Esse cenário foi se modificando a partir da década de 1980 com a expansão das organizações do Terceiro Setor e com a Constituição de 1988, fortalecendo a sociedade civil e sua capacidade de participação cidadã. Iniciava-se a construção de um novo voluntariado, mais crítico em relação às ações de benemerência e mais disposto ao alinhamento com o Estado face à complexidade e o tamanho dos desafios, especialmente os ligados à imensa desigualdade social brasileira. O setor empresarial, chamado à mobilização pelos conceitos emergentes de Responsabilidade Social Empresarial, também estruturou seu voluntariado organizacional, estimulando os colaboradores à participação em ações sociais com a parceria de organizações da sociedade civil. No final do século, a Pastoral da Criança, com seus líderes comunitários contribuindo efetivamente para a queda da mortalidade infantil e a Ação da Cidadania Contra a Fome, do sociólogo Betinho no IBASE tiveram papel expressivo na mobilização nacional: todas as pessoas poderiam se sentir solidárias e aptas a participar da mudança social.

Na virada do milênio, a cultura de um novo voluntariado foi fortalecida pelos Centros de Voluntariado do Conselho da Comunidade Solidária, num esforço nacional para mostrar que o voluntariado não é acionado pelo sentimento de culpa, mas que o exercício de cidadania que ele proporciona pode trazer prazer e ser uma atividade qualificada e eficiente.

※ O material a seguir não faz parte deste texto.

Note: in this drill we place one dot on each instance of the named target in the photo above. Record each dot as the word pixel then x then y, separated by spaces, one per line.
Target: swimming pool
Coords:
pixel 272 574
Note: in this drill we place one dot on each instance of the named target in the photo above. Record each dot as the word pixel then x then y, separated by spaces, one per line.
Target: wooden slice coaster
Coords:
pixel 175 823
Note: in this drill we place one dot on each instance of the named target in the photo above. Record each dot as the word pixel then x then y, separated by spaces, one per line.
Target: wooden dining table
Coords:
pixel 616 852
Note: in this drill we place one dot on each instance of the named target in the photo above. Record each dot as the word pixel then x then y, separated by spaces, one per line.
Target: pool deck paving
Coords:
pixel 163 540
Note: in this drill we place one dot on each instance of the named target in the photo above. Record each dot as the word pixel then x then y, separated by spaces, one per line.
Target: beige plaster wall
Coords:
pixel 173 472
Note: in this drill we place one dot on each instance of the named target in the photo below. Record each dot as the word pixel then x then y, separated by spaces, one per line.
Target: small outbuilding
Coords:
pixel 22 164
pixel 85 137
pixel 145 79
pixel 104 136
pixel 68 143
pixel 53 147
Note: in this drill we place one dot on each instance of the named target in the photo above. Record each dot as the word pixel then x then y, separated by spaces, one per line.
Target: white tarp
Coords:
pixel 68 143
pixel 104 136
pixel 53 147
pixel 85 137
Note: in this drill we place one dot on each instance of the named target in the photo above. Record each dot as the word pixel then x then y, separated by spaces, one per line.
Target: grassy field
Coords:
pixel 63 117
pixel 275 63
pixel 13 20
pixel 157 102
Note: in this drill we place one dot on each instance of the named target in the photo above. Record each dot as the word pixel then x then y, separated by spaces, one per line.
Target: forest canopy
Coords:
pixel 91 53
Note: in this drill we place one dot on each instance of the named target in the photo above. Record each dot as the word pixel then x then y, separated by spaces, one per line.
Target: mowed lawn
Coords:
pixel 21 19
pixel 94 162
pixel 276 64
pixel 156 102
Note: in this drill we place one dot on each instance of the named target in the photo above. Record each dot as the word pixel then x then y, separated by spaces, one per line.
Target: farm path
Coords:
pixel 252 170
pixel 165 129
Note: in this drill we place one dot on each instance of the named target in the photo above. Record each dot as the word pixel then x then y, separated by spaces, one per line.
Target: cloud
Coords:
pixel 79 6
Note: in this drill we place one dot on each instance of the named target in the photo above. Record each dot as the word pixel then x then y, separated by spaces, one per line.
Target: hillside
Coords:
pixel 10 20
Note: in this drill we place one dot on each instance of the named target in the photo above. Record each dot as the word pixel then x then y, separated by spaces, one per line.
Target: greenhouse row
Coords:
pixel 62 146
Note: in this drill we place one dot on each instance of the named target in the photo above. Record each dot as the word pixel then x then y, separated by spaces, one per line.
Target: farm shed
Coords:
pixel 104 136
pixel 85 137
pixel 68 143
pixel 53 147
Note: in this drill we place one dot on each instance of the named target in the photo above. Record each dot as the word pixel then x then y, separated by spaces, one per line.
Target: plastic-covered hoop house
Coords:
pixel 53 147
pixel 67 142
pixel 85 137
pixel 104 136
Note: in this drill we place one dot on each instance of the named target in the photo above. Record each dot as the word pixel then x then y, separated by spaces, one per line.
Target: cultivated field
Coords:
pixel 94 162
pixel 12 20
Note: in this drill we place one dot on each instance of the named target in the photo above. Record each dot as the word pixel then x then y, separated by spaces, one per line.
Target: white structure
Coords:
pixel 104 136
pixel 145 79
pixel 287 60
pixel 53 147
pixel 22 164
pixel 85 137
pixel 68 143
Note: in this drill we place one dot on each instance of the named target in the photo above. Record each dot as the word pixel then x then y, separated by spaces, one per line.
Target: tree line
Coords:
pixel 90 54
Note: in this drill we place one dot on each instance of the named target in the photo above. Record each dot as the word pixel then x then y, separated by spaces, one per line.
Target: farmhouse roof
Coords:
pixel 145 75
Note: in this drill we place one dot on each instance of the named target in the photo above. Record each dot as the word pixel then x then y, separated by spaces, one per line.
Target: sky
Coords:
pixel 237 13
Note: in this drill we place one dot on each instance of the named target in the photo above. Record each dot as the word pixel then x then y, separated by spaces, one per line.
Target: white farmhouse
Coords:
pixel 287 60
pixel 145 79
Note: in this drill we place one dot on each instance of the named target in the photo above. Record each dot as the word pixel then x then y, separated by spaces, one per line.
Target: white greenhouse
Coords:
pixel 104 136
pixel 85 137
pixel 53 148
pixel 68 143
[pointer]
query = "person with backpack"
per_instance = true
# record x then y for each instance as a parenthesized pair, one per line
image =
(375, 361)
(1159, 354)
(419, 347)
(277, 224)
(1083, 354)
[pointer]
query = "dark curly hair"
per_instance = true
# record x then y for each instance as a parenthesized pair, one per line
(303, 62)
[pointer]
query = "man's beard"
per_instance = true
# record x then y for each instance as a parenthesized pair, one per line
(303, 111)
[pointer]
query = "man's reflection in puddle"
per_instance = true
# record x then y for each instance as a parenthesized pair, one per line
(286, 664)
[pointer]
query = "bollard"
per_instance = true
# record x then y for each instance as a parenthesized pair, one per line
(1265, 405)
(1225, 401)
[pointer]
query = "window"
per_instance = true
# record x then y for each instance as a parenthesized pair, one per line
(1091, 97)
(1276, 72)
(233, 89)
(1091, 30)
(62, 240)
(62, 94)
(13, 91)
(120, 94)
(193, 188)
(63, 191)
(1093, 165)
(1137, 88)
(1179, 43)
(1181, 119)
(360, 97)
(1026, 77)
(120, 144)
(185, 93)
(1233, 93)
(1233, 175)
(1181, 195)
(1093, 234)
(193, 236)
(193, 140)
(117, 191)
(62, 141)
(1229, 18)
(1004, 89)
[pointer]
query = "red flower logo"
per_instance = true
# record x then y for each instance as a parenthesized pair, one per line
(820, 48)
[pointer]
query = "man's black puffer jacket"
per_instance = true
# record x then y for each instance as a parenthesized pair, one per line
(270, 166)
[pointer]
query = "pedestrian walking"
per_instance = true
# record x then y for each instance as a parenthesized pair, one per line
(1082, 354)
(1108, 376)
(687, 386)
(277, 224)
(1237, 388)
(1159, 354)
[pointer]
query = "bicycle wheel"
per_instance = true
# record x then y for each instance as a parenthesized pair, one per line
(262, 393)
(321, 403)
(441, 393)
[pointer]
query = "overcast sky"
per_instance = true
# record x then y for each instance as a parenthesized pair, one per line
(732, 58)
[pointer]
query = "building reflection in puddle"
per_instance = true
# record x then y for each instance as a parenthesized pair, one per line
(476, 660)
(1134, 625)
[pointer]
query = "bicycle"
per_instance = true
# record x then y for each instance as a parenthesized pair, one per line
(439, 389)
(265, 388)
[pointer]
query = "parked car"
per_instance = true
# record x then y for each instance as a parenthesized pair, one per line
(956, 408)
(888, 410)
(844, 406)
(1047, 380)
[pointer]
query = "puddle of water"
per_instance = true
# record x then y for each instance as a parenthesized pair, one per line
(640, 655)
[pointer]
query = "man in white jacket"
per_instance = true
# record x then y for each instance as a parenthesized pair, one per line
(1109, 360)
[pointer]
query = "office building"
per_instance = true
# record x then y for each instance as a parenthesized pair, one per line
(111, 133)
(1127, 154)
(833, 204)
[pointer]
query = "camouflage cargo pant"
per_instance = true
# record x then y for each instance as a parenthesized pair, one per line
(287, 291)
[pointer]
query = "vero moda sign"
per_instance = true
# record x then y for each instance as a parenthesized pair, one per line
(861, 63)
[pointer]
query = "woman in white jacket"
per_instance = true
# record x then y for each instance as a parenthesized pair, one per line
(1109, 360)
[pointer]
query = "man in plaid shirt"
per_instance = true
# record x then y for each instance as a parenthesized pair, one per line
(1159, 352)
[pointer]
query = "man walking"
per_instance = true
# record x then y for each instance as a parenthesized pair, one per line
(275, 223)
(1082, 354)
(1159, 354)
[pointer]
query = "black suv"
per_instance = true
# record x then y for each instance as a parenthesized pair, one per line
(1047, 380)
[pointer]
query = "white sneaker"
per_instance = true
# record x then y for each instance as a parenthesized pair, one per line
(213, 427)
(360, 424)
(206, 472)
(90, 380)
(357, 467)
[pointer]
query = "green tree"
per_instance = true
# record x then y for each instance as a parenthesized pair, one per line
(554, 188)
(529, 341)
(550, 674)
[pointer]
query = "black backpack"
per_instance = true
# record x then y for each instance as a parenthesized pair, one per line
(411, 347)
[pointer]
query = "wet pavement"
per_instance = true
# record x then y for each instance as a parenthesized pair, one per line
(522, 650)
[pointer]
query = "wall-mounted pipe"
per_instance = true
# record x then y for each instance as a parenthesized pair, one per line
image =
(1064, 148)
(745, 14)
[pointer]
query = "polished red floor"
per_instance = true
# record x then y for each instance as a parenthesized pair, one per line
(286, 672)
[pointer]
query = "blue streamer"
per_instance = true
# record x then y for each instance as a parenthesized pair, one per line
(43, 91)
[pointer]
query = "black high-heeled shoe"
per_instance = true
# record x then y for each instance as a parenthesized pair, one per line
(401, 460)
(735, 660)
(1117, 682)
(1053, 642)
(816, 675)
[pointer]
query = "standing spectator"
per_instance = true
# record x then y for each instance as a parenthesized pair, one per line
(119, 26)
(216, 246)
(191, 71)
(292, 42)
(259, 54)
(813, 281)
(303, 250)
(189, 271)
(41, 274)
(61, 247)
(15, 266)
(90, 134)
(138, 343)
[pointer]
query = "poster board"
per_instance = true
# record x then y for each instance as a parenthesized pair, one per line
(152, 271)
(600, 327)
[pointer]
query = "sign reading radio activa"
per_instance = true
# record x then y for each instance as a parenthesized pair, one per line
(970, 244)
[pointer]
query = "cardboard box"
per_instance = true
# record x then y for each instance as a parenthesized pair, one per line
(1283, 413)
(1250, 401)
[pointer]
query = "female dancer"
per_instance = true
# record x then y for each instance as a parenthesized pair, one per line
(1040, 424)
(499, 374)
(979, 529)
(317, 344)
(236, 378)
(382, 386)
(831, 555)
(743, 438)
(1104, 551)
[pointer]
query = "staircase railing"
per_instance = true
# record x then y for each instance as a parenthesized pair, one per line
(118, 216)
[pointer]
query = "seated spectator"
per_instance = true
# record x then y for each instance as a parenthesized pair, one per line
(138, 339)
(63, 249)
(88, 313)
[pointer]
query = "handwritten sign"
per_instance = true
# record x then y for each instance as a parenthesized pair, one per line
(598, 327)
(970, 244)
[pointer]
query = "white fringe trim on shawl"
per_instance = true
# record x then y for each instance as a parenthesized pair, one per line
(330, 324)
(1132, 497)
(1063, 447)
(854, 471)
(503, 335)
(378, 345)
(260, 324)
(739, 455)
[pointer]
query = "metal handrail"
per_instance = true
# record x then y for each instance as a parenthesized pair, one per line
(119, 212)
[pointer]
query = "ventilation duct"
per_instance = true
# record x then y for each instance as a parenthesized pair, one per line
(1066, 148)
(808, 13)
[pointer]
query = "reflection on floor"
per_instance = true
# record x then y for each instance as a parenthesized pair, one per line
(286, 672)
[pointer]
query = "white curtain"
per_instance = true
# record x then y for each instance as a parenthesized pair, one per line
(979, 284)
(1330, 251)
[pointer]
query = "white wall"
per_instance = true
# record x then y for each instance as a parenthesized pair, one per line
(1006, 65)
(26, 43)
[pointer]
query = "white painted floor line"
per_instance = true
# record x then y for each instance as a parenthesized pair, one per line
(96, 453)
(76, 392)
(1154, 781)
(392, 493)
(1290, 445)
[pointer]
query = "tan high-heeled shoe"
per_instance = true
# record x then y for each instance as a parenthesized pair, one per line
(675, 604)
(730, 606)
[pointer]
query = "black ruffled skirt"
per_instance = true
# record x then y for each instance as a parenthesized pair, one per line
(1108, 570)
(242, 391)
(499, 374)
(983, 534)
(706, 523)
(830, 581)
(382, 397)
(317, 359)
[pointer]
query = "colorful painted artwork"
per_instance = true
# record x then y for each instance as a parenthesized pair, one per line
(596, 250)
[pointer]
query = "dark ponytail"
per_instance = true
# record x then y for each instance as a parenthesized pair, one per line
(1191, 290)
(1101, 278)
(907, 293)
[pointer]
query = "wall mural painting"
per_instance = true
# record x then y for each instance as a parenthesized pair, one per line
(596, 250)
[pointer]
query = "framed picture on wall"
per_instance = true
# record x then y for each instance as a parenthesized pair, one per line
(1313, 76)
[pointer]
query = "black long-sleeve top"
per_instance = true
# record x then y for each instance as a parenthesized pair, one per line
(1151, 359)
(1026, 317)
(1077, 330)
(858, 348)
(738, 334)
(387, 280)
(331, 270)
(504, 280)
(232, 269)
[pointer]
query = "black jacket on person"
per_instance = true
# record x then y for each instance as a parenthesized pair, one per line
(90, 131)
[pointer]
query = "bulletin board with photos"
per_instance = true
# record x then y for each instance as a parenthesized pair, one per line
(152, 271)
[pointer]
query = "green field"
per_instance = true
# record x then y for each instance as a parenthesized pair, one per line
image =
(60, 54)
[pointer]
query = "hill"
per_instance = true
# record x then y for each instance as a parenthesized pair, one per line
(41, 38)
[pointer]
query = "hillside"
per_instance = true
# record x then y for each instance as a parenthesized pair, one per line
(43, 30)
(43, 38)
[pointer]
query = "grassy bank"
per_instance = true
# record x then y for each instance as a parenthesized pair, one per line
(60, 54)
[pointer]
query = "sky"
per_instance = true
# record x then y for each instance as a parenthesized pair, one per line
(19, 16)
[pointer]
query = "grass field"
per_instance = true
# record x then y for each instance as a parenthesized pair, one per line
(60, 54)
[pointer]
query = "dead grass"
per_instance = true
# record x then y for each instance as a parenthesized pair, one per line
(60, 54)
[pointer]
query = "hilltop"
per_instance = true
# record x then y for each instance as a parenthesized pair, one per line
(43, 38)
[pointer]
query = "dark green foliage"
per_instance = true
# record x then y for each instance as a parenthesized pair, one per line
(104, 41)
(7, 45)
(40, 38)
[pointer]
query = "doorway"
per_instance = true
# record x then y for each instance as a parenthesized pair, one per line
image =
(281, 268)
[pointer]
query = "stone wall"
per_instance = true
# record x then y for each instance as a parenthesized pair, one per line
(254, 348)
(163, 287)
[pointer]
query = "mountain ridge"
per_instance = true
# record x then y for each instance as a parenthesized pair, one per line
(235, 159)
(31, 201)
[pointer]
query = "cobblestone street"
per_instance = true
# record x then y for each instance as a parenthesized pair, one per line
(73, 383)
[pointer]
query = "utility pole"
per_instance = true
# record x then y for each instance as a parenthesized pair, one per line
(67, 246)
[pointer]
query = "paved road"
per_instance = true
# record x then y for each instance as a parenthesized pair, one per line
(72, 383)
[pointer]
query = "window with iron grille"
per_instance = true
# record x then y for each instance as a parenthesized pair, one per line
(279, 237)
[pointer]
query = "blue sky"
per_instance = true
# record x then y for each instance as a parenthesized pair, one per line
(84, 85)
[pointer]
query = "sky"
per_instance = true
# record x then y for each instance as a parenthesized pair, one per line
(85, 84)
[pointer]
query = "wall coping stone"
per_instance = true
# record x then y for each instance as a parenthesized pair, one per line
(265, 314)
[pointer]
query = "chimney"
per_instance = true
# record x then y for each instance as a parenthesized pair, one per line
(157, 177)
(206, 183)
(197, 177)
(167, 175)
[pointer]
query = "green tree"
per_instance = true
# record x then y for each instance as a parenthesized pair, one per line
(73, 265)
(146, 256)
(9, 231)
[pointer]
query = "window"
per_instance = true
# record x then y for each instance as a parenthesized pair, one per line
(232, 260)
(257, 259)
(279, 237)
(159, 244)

Decorridos 22 anos do século XXI, os desafios sociais continuam crescentes e, muitas vezes, nos pegam de surpresa, como o isolamento social causado por uma pandemia que exigiu que os voluntários encontrassem novas formas de acolher quem foi mais atingido. Além dos desafios atuais, não sabemos o tamanho dos que nos esperam no futuro, mas sabemos sim que voluntários estarão presentes doando sua energia, tempo e talento na construção de novas relações até que todos, sem exceção, possam exercer o seu direito a uma vida plena.

A Pesquisa Voluntariado no Brasil 2021, em sua terceira edição, legitima o trabalho de milhares de voluntários na construção de um Brasil melhor, tanto no presente, quanto para as gerações futuras.

Este artigo integra uma série de conteúdos escritos à convite dos realizadores da Pesquisa Voluntariado no Brasil 2021, com intuito de analisar e enriquecer os achados do estudo. Não nos responsabilizamos pelas opiniões e conclusões aqui expressadas.